At last came the end. One day Sandy went to New Harbor City to buy leather for cobbling, and there his devil, for no apparent reason at all, leaped upon him and flung him. For a week he saw or knew nothing but a whirling vision of

the world seen through rum-crazy eyes; then at last he awoke to find himself hatless, coatless, filthy, unshaved, blear-eyed, palsied.
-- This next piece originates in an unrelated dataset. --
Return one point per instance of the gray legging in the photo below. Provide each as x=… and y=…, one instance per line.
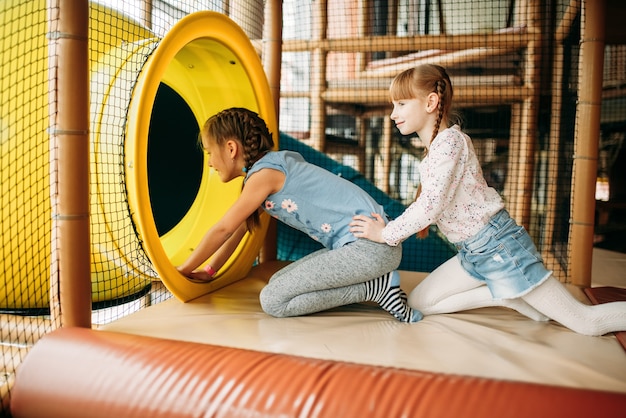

Not a cent of money was left, and so that day and night, in spite of the deadly nausea that beset him and the trembling weakness that hung like a leaden weight upon every limb, he walked all the thirty-eight miles home again to East Haven. He reached there about five o'clock, and in the still gray of the early dawning. Only a few people were stirring in the streets, and as he slunk along close to the houses, those whom he met turned and looked after him. No one spoke to him or stopped him, as might possibly have been done had he come home at a later hour. Every shred and filament of his poor remorseful heart and soul longed for home and the comfort that his wife alone could give him, and yet at the last corner he stopped for a quaking moment or so in the face of the terror of her unreproachful patience. Then he turned the corner—

Not a sign of his house was to be seen—nothing but an empty, gaping blackness where it had stood before. It had been burned to the ground!